Motivations to Change:
Greg Quinlan had an active homosexual sex life, but he was miserable as a gay man. He could not deny that he hated his gay life and when he saw a former homosexual give his testimony on TV it gave him the hope that he could get out of homosexuality.

There was also a religious motive to change. Buried in the subconscious or in religious terms in the depths of his soul, he believed his homosexual behavior was immoral. When Greg called a friend to lead him in a prayer of reconciliation with God, he immediately felt peace.

From a Christian perspective Greg made a heartfelt profession of faith at age nine. The Scriptures show that while God judges man He is also merciful, compassionate and patient, “not wanting anyone to perish, but everyone to come to repentance.” (2 Peter 3:9) God did not give up on Greg, and when Greg turned to God, like the Parable of the Lost Son in Luke chapter 15, God ran to meet him.

Process of Change:
From Greg’s testimony there is not a lot of information on his process of change. The peace he felt from reconciling to God was real and he built upon it. Intuitively he knew that his gay friends would mock his new direction in life and hinder his growth as a Christian, because he was convinced that homosexual behavior was immoral. His gay friends would not be sympathetic to him rejecting his gay identity as their own lives were built upon a gay identity. Greg wisely “stopped cold turkey doing anything in the gay lifestyle.” He obviously filled that void with people who were supportive and empathetic with the new direction in his life.

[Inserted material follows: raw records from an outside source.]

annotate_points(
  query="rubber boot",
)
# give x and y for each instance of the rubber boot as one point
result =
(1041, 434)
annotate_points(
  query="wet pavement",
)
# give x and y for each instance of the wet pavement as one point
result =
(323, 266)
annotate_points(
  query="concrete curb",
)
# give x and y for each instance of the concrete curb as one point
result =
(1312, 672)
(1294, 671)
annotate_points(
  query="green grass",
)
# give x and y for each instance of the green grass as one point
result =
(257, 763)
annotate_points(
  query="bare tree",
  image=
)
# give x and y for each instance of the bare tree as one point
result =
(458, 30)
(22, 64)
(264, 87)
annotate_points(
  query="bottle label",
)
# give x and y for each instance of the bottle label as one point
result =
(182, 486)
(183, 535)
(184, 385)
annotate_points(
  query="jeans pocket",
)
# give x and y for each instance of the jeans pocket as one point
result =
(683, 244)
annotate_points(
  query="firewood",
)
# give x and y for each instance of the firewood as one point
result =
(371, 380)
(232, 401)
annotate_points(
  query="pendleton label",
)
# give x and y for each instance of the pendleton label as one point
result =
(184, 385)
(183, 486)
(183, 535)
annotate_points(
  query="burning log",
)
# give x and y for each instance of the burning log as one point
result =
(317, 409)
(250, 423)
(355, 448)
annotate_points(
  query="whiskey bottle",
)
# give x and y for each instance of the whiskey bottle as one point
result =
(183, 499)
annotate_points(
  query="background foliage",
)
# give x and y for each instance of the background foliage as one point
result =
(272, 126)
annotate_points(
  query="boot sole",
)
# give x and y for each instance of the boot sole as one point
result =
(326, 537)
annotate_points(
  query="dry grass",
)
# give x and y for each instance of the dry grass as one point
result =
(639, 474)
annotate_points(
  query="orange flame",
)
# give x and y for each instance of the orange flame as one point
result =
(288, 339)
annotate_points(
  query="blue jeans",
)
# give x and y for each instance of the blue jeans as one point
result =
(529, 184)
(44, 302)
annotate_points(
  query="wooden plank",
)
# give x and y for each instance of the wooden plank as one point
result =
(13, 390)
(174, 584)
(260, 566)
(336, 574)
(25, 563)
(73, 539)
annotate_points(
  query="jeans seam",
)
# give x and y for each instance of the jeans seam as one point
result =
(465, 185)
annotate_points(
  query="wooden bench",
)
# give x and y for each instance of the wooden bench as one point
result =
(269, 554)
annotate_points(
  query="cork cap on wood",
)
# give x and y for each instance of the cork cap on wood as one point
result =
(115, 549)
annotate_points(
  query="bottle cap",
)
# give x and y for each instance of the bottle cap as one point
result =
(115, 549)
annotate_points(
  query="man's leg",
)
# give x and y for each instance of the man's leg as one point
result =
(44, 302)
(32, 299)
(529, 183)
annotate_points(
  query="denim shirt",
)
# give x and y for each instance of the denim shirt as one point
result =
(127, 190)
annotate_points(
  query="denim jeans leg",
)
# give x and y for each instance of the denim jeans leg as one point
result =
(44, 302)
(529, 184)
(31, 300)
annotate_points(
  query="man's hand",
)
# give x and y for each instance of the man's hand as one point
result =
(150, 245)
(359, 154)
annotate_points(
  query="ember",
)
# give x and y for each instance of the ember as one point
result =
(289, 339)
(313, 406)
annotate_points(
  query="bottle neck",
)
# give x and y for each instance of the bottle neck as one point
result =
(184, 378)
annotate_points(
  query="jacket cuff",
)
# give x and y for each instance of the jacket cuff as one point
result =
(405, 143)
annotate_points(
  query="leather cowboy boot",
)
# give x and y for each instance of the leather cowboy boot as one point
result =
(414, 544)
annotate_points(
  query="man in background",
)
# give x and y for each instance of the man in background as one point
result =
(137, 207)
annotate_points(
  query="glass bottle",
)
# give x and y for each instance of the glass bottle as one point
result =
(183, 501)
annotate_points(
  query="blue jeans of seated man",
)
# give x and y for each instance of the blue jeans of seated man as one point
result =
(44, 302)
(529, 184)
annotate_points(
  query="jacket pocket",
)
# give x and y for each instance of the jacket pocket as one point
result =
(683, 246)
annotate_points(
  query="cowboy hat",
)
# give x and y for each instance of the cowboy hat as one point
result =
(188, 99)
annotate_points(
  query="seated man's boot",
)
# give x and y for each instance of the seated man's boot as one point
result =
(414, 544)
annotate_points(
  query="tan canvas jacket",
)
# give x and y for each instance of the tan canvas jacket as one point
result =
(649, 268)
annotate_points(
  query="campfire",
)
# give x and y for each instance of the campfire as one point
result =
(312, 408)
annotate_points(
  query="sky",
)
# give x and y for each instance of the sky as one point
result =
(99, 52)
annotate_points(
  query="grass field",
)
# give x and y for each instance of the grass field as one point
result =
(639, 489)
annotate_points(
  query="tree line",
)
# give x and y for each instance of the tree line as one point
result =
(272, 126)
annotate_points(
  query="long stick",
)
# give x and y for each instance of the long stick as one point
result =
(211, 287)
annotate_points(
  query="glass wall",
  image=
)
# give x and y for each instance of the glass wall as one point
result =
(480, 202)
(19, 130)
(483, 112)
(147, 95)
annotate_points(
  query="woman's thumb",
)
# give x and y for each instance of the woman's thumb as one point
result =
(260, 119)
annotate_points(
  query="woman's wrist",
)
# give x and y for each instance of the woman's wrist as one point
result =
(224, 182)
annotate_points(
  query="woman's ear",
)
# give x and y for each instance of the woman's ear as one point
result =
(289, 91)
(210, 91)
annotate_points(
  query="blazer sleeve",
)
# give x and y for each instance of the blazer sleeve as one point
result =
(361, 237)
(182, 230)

Obviously, Greg’s father’s deathbed conversion and his father telling Greg that he loved him helped Greg begin the process of forgiveness and reconciliation of past wounds. The time he spent caring for his dying father probably added to his ability to reconcile. It was through the process of forgiving his father that his bitterness and anger healed. As this healing increased his residual homosexual desires left.